Alchimia a parte, siamo di fronte a un problema senza soluzione. Come irrisolto è il rapporto tra Roma Centro e tutto ciò che non è Roma Centro – la “borgatasfera” direbbe sempre il caro Mattioli. Una città che si fonda su opposti inconciliabili che non si parlano, eppure in qualche modo coesistono a forza. Questi due chilometri di Via Appia Antica sono la strada impossibile che collega Roma e Remoria. Qui passato e presente convivono bellicosamente cospirando verso il futuro, qui periferia e centro scorrono inesorabili una dentro l’altra, politici e popolo respirano lo stesso smog, turisti e residenti si strusciano schizzando via.

C’è un modo migliore degli altri per far si che questo passaggio si riveli in tutta la sua potenza. Funziona anche in macchina, ma l’effetto è decisamente più completo e sconvolgente se usate un motorino. Sulle due ruote si compie la magia perché siamo esposti a tutti gli agenti esterni, come se fossimo a piedi, ma andiamo a velocità elevate come quelle di una macchina; una nuova un’unione tra opposti propiziatoria, macchina e uomo fusi in un agglomerato di carne e metallo. È un po’ il concetto della macchina di DOC in Ritorno al Futuro, solo che accelerando, invece di proiettarci in avanti o indietro, facciamo qualcosa di ancora più stupefacente: sentiamo scorrere sulla faccia e tocchiamo con le dita la pasta ineffabile del presente.

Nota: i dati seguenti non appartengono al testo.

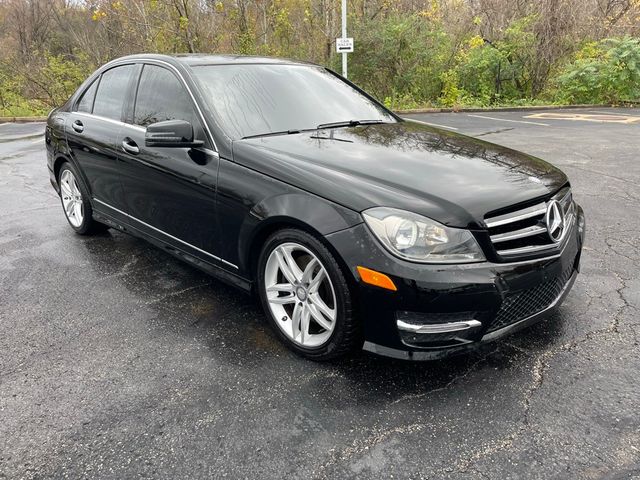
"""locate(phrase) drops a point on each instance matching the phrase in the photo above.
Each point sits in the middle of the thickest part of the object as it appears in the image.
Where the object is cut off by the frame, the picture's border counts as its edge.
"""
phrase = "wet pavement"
(118, 361)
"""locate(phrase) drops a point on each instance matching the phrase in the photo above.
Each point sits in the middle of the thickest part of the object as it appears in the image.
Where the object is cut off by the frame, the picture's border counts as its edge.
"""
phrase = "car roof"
(195, 59)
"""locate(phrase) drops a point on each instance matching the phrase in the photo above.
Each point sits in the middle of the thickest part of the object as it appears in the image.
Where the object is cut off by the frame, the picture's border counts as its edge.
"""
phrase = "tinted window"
(112, 92)
(258, 99)
(86, 101)
(161, 97)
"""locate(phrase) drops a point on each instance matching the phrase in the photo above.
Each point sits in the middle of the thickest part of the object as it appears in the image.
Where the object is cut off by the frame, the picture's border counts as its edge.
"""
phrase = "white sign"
(344, 45)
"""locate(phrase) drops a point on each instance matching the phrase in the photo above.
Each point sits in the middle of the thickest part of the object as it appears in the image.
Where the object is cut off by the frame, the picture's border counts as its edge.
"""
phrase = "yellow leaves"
(431, 12)
(475, 42)
(98, 15)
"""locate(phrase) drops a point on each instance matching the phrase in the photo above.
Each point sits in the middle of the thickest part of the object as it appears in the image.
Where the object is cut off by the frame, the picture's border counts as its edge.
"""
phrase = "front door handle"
(78, 126)
(130, 146)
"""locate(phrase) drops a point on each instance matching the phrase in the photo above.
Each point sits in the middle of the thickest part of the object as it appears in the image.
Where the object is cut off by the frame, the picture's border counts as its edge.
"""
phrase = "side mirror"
(171, 134)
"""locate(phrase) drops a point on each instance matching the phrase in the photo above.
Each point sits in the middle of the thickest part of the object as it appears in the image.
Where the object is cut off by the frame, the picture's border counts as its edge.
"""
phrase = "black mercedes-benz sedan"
(354, 227)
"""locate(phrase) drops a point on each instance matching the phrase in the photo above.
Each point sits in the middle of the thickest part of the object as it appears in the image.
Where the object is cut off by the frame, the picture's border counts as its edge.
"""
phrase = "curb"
(500, 109)
(22, 119)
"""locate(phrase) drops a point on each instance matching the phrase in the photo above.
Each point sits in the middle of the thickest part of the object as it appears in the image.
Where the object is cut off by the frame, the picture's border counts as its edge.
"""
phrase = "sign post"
(342, 44)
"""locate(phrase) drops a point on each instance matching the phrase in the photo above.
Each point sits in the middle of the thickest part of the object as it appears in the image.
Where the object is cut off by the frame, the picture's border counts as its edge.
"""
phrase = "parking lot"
(117, 360)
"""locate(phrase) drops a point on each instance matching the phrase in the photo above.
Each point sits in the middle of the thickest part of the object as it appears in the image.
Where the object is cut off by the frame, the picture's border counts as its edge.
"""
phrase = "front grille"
(523, 232)
(526, 303)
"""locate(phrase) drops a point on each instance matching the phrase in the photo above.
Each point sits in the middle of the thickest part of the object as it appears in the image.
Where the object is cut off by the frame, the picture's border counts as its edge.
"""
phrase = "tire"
(76, 205)
(307, 332)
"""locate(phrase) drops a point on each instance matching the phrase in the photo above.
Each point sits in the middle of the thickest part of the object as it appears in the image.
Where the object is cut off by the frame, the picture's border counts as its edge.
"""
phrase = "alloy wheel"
(300, 295)
(71, 198)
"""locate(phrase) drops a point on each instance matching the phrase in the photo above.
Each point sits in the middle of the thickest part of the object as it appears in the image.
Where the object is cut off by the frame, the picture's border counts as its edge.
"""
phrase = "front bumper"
(440, 310)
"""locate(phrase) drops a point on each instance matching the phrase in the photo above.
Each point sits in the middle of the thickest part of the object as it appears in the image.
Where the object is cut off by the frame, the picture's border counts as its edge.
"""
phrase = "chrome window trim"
(165, 233)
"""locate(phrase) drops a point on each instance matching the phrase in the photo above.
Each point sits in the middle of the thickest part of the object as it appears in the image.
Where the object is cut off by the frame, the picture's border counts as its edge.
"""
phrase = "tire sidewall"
(343, 295)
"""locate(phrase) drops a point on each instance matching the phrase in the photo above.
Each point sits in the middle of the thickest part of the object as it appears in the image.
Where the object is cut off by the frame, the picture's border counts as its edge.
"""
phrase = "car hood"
(452, 178)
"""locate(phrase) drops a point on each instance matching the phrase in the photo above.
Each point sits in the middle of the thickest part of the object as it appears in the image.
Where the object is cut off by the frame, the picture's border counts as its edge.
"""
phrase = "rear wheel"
(306, 297)
(75, 202)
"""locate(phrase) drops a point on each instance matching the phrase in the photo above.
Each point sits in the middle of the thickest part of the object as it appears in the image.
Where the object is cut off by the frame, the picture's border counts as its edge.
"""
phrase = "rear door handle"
(78, 126)
(130, 146)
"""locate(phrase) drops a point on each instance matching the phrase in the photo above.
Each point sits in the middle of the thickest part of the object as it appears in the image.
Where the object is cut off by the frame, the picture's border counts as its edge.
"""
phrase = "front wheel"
(306, 296)
(75, 202)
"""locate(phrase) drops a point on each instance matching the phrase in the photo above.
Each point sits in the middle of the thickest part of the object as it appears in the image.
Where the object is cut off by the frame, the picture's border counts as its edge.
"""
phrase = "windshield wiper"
(348, 123)
(270, 134)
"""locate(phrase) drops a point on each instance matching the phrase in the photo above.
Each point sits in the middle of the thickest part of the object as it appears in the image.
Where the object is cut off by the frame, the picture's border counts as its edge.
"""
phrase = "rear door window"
(112, 92)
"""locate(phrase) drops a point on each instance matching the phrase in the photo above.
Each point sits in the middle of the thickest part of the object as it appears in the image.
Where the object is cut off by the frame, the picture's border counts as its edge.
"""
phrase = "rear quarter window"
(85, 104)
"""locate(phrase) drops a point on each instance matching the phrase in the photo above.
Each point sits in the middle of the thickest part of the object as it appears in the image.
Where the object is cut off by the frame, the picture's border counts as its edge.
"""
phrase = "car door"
(170, 192)
(92, 129)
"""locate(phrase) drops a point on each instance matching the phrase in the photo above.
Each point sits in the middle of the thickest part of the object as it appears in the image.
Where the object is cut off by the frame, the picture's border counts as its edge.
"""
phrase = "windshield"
(252, 100)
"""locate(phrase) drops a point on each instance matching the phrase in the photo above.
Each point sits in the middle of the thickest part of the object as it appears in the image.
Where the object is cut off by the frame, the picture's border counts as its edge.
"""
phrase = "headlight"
(420, 239)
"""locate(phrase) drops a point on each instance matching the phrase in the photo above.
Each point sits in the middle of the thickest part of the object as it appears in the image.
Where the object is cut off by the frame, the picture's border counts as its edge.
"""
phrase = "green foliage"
(400, 58)
(603, 72)
(34, 91)
(448, 53)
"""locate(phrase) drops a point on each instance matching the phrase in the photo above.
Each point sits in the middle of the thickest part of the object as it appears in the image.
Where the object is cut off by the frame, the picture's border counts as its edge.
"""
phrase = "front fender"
(304, 211)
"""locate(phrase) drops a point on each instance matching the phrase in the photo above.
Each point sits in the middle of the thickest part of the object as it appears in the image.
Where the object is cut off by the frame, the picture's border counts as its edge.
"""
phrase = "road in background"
(117, 360)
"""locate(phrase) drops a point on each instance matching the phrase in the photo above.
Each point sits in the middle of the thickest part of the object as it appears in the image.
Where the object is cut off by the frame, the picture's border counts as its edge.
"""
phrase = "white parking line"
(430, 124)
(510, 121)
(613, 113)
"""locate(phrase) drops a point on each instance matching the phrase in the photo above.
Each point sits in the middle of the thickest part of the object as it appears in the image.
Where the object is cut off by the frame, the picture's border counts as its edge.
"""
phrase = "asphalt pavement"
(119, 361)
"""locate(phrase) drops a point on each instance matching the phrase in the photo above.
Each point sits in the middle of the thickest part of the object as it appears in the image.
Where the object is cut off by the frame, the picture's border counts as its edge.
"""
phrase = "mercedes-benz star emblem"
(554, 219)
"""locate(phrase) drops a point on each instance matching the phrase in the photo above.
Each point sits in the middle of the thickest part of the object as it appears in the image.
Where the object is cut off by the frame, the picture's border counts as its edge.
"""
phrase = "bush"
(603, 72)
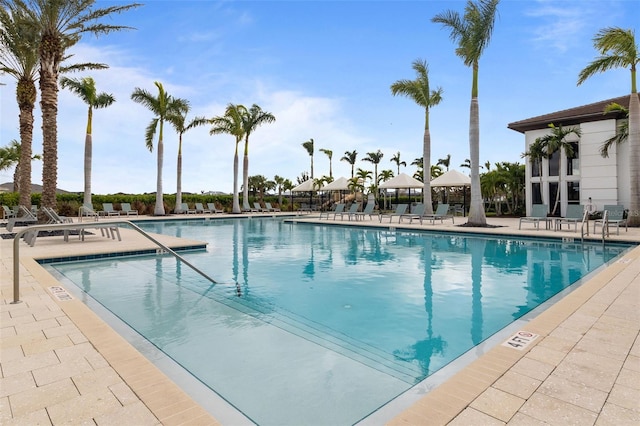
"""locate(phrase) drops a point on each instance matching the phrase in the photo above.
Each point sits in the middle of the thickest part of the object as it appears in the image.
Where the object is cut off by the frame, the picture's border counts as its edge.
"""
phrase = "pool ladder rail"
(32, 231)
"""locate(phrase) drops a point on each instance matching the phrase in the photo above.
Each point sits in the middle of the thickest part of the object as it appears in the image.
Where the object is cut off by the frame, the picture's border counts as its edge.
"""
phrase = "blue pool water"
(325, 324)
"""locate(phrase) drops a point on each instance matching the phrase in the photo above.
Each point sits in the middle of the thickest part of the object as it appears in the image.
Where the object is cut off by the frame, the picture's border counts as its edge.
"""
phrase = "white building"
(587, 174)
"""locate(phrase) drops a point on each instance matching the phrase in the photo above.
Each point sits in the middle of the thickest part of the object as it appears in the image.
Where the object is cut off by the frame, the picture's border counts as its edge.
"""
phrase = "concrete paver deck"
(61, 364)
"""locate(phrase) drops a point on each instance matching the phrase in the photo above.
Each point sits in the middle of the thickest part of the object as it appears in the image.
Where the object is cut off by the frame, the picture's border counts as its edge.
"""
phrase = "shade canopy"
(402, 181)
(340, 184)
(450, 179)
(306, 186)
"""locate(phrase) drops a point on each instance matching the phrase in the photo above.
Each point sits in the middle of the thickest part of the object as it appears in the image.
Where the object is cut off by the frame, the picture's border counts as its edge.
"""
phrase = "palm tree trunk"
(49, 108)
(88, 148)
(634, 159)
(26, 96)
(179, 175)
(159, 208)
(476, 208)
(426, 165)
(245, 174)
(236, 195)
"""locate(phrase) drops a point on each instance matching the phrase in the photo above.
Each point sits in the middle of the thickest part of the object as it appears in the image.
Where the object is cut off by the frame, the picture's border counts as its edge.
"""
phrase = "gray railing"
(81, 226)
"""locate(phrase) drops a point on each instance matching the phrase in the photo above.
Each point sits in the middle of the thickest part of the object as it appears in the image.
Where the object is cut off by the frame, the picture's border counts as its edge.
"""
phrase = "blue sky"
(323, 68)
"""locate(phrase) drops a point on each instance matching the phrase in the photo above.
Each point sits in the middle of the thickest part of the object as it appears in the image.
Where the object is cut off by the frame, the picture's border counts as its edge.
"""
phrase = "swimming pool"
(325, 324)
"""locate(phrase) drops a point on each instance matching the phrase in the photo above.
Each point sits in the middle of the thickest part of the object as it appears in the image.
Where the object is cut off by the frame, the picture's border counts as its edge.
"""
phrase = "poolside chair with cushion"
(615, 216)
(107, 210)
(538, 214)
(214, 209)
(184, 208)
(126, 209)
(417, 213)
(573, 215)
(200, 208)
(8, 213)
(271, 208)
(258, 207)
(352, 210)
(246, 208)
(368, 211)
(337, 209)
(86, 210)
(24, 216)
(400, 210)
(441, 213)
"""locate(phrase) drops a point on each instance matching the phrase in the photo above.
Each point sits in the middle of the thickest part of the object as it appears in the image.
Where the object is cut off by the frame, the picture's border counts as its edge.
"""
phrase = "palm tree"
(86, 90)
(396, 159)
(622, 132)
(419, 90)
(375, 158)
(10, 156)
(329, 154)
(308, 145)
(231, 123)
(556, 141)
(164, 106)
(618, 49)
(60, 25)
(472, 33)
(19, 59)
(178, 122)
(251, 120)
(445, 161)
(350, 157)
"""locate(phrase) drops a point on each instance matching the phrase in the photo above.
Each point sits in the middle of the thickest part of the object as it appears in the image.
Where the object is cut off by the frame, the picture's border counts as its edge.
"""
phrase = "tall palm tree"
(19, 59)
(10, 156)
(231, 123)
(446, 161)
(396, 159)
(329, 154)
(60, 25)
(163, 106)
(179, 123)
(85, 89)
(251, 120)
(374, 158)
(350, 157)
(554, 142)
(618, 49)
(419, 90)
(472, 33)
(308, 145)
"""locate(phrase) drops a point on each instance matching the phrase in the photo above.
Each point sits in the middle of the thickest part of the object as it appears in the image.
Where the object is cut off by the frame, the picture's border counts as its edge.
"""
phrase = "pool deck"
(61, 364)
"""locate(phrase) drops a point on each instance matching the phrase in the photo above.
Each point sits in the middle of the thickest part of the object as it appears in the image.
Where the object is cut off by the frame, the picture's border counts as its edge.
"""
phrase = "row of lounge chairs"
(575, 214)
(418, 213)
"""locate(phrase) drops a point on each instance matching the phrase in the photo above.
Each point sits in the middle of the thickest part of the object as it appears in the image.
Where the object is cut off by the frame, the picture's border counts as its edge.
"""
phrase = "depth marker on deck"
(520, 340)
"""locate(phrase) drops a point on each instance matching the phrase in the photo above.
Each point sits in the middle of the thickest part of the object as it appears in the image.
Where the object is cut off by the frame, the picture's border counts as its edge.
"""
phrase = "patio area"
(61, 364)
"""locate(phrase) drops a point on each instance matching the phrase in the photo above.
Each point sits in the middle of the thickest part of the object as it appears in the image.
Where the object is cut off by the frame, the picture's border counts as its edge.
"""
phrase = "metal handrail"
(585, 220)
(605, 225)
(62, 226)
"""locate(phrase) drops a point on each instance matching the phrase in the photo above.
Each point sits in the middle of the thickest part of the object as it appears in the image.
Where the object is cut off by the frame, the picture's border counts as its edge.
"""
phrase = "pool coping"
(452, 398)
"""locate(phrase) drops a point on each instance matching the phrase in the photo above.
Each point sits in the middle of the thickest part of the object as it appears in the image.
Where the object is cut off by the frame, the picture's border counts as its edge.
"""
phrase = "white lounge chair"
(574, 214)
(400, 210)
(126, 209)
(615, 216)
(538, 214)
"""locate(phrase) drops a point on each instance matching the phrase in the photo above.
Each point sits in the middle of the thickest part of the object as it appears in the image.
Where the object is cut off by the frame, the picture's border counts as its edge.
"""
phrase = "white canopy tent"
(454, 179)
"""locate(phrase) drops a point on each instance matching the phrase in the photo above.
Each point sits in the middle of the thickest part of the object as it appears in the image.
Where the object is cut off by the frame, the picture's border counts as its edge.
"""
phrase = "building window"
(573, 162)
(536, 193)
(536, 168)
(554, 164)
(573, 192)
(553, 197)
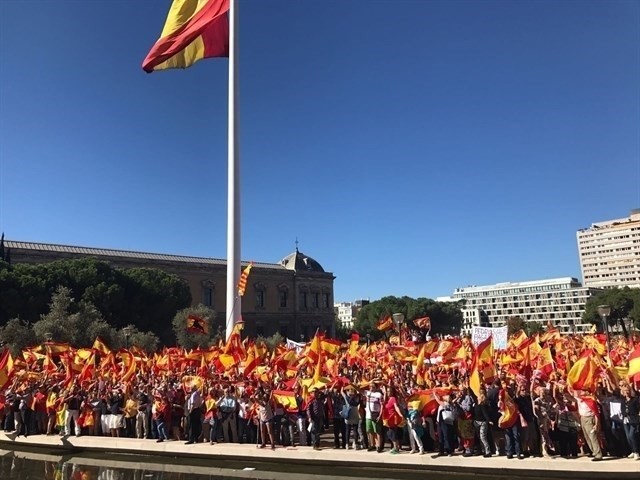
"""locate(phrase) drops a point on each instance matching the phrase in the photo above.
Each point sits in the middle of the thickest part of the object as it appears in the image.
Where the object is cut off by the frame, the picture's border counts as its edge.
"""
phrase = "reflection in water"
(14, 467)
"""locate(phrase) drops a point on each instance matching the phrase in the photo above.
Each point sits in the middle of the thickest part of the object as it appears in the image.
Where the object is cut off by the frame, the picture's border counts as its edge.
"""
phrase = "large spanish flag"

Insomma, bisogna inforcare le due ruote quando la primavera sta per diventare estate, quei pochissimi giorni all’anno in cui le stagioni ballano tra di loro e sono ancora indecise su chi dovrà piroettarsene via. Quei due chilometri di strada vanno imboccati al principio del tramonto. Tutte le piante sono in fiore, il profumo è fortissimo e sensuale; migliaia di cicale hanno già iniziato a cantare in modo ipnotizzante; le vibrazioni dei sampietrini contribuiscono all’effetto lisergico; la luce, ancora morbida ma già calda, si incanala perfettamente nel tunnel delle mura antiche, senza accecarci. Qui le parole finiscono. Posso solo provare a descrivere la sensazione: ci si sente leggeri, un po’ intontiti, soddisfatti, appagati – come se il motorino si trasformasse in Pegaso, spiccando il volo. Non si pensa alla giornata di merda avuta, né a quella di merda che verrà. Non si pensa.

Il tutto dura solo qualche secondo. Secondi in cui il tempo percepito si è squagliato come nei quadri di Dalì: potrebbero essere passati minuti, ore, anni. Quando parlo con gli amici, quando ci confessiamo lo stordimento, lo stress e la depressione che ci causa vivere a Roma, finisco sempre per pensare a quei secondi sull’Appia Antica – al passaggio nascosto tra Roma e Remoria. Provo a spiegarmi, a sottolineare quanto vivere quell’esperienza una volta o più volte all’anno riequilibri qualcosa dentro di me, rimetta in asse le tante Rome in cui è scomposto questo incubo urbanistico. Non ci riesco quasi mai: spesso mi vengono restituiti i sorrisi bonari di chi mi vuole bene ma sta pensando che io sia pazzo o esaurito. Naturalmente non escludo nessuna delle due possibilità. Prima di unirvi al coro però trovate un motorino e provate a percorrere il passaggio tra Roma e Remoria: ci vediamo in cielo in sella la nostro cavallo alato di lamiera.